社員の輪に入れなかった
当時のリクルートの社長は、創業者の江副浩正さん。江副さんは、経営オペレーションよりも採用を優先するような人で、東大の学生が訪ねてくると、会議を抜け出して面接することもざらでした。
クオータリー(四半期)ごとに、全社員の前に出てきて話をされていましたが、江副さんとは直接対話できる距離感ではなかったですね。
私が配属されたのは、東京の神田営業所。社内でも最も小さな営業所のひとつで、主な仕事は求人広告取りでした。
最初の頃はキツかったですね。1日100件のアポ取り電話とか、朝から夕方まで飛び込み営業とか。
外回りの厳しさもさることながら、オフィスにいる時も気が休まりません。昼休みとか、社員が仲良くご飯を食べているわけですよ。その輪に入れなくて(苦笑)。学生時代からの群れたがらない性格は、相変わらずでした。
「引っ込み思案な社長」との運命的な出会い
そんな私に、営業先で運命的な出会いがありました。
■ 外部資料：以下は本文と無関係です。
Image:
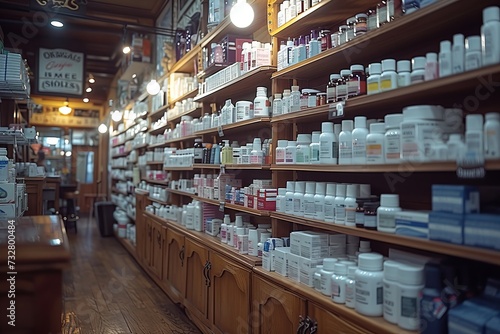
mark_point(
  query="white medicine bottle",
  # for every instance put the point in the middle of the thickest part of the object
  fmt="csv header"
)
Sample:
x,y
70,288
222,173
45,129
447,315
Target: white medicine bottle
x,y
369,285
386,220
359,140
327,144
490,36
492,136
389,77
345,143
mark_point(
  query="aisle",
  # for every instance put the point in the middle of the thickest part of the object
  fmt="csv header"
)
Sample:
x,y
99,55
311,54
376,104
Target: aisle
x,y
105,291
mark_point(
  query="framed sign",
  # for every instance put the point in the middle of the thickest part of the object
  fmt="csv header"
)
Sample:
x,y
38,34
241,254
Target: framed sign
x,y
60,72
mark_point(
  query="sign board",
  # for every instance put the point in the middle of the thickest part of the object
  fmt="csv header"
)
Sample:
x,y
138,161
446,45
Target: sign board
x,y
60,72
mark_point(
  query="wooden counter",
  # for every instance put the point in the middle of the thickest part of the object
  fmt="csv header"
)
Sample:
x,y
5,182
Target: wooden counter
x,y
34,265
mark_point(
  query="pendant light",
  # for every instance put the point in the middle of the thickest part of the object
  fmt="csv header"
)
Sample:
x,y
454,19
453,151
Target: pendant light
x,y
241,14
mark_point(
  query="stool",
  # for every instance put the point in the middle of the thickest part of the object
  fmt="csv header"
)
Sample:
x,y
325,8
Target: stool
x,y
70,210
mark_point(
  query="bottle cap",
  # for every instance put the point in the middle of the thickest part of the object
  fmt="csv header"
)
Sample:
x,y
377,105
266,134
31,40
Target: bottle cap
x,y
347,125
300,187
341,189
458,39
491,14
340,269
431,57
388,65
331,189
445,46
360,122
315,136
410,274
377,128
329,264
389,200
403,66
370,261
391,270
352,190
327,127
375,68
473,43
418,63
282,143
474,122
393,120
345,73
310,187
357,67
491,116
320,188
秋葉原で栄電子を起業されていた、染谷英雄さんという社長です。
当時は従業員が20人もいない、小さな会社でした。
染谷さんは山形の出身で、高校は進学校だったのですが、家庭の事情で東京に出て就職したそうです。
高校の求人票に「富久無線電機」というのがあって、無線だったら人と話すことはないだろうと思って応募したら、家電量販店だったと。
実は染谷さん、とても引っ込み思案な性格で、人前で流暢に話をすることができなかったそうです。